俺は、あらたにすが結構良くできてると思った。始まる前は3社の記事をどうミックスするのか想像も付かなかったんだけど、新聞の枠組みをうまく落とし込んだなと。各社の最新のニュースをだらりと並べるだけではなかったね。

単に混ぜるだけだと、はてブとかのソーシャルブックマークに勝てないし、トピック単位というのもYahoo!ニュースという強敵がいる。そこで、あらたにすは当日の一面を並べるという方法を取った。他のサービスでは情報がどんどん流れてしまうけど、あらたにすならいったん落ち着くことができる。結構貴重じゃない?

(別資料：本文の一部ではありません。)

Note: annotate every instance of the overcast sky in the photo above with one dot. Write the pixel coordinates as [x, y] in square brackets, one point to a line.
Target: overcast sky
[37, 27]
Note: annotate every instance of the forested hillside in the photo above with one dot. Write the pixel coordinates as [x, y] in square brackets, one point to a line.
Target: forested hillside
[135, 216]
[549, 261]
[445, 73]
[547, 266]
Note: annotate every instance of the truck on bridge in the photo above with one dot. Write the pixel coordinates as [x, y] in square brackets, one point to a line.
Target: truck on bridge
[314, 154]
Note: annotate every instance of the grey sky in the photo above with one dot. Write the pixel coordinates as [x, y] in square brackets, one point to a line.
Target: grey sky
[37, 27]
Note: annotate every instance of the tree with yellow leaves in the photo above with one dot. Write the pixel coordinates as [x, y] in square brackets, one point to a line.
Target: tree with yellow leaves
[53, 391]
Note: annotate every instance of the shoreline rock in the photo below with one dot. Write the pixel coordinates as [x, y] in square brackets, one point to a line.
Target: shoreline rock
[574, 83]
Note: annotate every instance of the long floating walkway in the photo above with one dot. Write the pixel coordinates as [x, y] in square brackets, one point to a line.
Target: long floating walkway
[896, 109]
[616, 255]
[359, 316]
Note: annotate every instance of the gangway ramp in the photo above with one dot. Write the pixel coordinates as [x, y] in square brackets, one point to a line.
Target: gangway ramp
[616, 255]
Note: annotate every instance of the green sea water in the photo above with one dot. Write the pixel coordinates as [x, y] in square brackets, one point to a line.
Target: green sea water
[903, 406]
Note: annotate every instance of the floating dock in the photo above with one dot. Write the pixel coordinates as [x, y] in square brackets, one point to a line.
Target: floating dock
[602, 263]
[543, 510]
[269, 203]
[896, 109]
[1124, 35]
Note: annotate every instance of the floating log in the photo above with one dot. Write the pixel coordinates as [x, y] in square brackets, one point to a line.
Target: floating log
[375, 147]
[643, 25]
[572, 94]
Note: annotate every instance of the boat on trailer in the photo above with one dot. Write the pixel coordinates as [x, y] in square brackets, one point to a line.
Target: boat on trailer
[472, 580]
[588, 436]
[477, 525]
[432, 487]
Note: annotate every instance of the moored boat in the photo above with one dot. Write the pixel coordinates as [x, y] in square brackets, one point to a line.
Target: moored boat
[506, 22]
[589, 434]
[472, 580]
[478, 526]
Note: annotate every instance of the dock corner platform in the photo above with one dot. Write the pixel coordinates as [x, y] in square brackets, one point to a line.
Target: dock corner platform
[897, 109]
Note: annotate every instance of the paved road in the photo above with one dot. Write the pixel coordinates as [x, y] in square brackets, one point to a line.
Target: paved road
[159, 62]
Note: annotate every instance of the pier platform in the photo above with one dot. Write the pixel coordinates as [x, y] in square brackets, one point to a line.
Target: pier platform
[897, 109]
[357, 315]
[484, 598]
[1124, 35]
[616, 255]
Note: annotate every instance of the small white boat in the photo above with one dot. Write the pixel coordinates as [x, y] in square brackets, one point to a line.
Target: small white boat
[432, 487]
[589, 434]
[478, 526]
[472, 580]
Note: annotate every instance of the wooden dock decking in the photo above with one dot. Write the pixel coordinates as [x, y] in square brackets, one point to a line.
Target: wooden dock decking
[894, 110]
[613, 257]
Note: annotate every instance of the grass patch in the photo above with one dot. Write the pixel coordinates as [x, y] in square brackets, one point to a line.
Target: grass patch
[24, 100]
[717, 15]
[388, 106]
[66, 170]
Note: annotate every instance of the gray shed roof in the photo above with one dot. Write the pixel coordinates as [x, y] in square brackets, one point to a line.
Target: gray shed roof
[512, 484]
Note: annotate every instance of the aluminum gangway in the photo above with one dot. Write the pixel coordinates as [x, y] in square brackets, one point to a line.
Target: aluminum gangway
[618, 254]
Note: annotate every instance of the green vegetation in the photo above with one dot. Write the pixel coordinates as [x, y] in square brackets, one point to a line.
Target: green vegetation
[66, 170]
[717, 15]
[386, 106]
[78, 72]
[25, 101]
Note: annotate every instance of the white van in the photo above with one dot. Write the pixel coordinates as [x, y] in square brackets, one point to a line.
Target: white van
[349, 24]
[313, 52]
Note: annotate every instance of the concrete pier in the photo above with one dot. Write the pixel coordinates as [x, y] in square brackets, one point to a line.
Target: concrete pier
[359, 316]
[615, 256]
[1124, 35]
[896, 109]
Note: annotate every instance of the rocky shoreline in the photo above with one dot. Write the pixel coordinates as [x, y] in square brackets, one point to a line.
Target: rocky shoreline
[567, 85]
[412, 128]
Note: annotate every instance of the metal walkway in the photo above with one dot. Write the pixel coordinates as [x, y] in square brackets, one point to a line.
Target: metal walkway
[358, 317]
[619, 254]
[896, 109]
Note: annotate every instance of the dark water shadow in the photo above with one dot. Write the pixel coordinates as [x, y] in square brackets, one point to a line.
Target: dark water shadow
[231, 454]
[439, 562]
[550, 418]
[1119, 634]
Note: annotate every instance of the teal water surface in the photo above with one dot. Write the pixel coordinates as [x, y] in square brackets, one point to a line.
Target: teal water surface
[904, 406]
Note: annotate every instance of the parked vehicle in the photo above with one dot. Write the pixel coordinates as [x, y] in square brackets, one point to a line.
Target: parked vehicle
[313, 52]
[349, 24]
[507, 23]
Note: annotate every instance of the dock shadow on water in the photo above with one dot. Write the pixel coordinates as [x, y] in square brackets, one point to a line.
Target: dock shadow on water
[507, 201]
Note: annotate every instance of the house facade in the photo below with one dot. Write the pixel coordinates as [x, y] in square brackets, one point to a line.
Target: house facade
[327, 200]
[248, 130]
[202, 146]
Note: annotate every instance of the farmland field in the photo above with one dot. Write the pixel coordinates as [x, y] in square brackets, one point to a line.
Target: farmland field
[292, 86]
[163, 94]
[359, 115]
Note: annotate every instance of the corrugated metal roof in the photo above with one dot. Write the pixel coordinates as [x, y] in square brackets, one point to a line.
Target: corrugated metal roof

もう1つ興味深いのは「トップページ」の再構築に成功しているという点。ソーシャルブックマークやYahoo!ニュースによって、「トップページ」の地位はかなり下がってしまっているんだけど、あらたにすのトップページは人力で情報が間引きされているようなので眺める気になる。

個人的には、ソーシャルブックマークやYahoo!ニュースは「とりあえず主要記事を押さえておく」のに向いていないと感じていた。ソーシャルブックマークは細部に入りすぎるし、Yahoo!ニュースでは重要な記事を見逃すことが多々ある。そういう状況では「とりあえず一面を押さえた」という感覚が得られそうなのはとても興味がある。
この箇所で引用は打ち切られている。